Juste un peu de temps est un livre qui m’a interpellée par ce que semblait sous-entendre son titre, la confirmation de ce sous-entendu dans le résumé, ainsi que par sa très jolie couverture, simple, discrète et épurée. Qui ne souhaite pas d’avoir un peu de temps rien que pour soi dans une société où nous sommes sans cesse sur le qui-vive, fin prêts à anticiper la prochaine tâche à réaliser, se tracassant à l’avance d’avoir pu oublier quelque chose?

Juste un peu de temps, c’est l’histoire de Sophie, mariée à Loïc, 3 enfants – Yann, Maëlle et Inès. Entre préparer le petit déjeuner, les habits pour toute la famille, penser aux goûters, amener les enfants à l’école, travailler, prévoir les rendez-vous chez le pédiatre et le dentiste, penser à prendre rendez-vous chez le coiffeur… la liste des tâches à faire est longue chaque jour et d’ailleurs les listes, Sophie, ça la connaît. Elle gère d’une main de fer sa vie de mère de famille, d’épouse et d’employée jusqu’au jour où elle finit par craquer et disparaître. Elle a laissé un mot à Loïc disant qu’elle sera de retour dans quelques heures. « Juste un peu de temps. Merci. » Mais son absence finira par se prolonger et les heures finiront par se transformer en jours… Où est-elle? Que fait-elle? Le portable coupé, Sophie va enfin s’accorder ce « jute un peu de temps ».

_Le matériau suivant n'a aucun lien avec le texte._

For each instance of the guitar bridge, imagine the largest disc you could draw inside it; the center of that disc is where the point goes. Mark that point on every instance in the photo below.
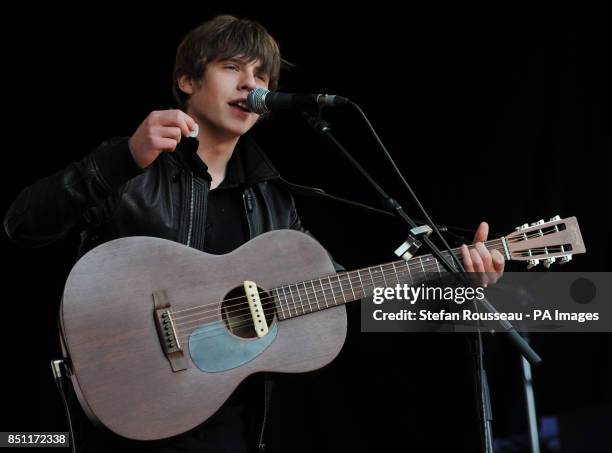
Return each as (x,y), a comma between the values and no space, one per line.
(166,330)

Sophie, c’est chacune d’entre vous. C’est chaque femme traversant le 21ème siècle. Comment font-elles pour tout gérer, tout mémoriser, penser à chaque détail? Ou finissent-elles toutes par craquer un jour, comme Sophie?

Je lis et j’entends partout qu' »une bonne organisation est la clé pour réussir à concilier harmonieusement vie professionnelle et vie familiale ». Dans quel monde les gens qui écrivent ce genre de conseils vivent-ils? Je n’ai même pas de boulot salarié et j’ai l’impression de me noyer chaque jour dans plusieurs carafes d’eau.

Vous l’aurez bien compris, ce roman traite principalement de la charge mentale des femmes et en le lisant, vous vous surprendrez à ricaner et vous vous reconnaîtrez, ou une personne de votre entourage, dans au moins un trait de chaque personnage. Caroline Boudet nous entraîne immanquablement avec sa plume vivante, rythmée et bourrée d’humour, qui rend le texte dynamique et très accrocheur. Un énorme coup de coeur pour ma part à la lecture duquel je me suis ré-ga-lée!

Elle lève les yeux pour découvrir un Loïc aux traits tirés, mal rasé, en jogging, en tee-shirt fripé. L’homme qu’elle aime, qui l’agace, qui l’horripile, qui l’étouffe, celui qui ne remplace jamais le sac quand il sort les poubelles, qui lui fait l’amour comme aucun autre, qui pousse des gloussements d’ado devant des crânes de zombies éclatés à la télévision, qui la traite comme une princesse délicate quand elle a une gastro, qui lui reproche de laisser des traces de dentifrice dans le lavabo, qui est un atroce mauvais joueur, qui console ses enfants apeurés à 3 heures du matin quand elle-même dort du plus lourd sommeil, l’homme qu’elle rêve souvent de faire changer, celui qui reste le même, l’homme qu’elle aime.



Je vous remercie d’avoir choisi de lire cette chronique. À bientôt!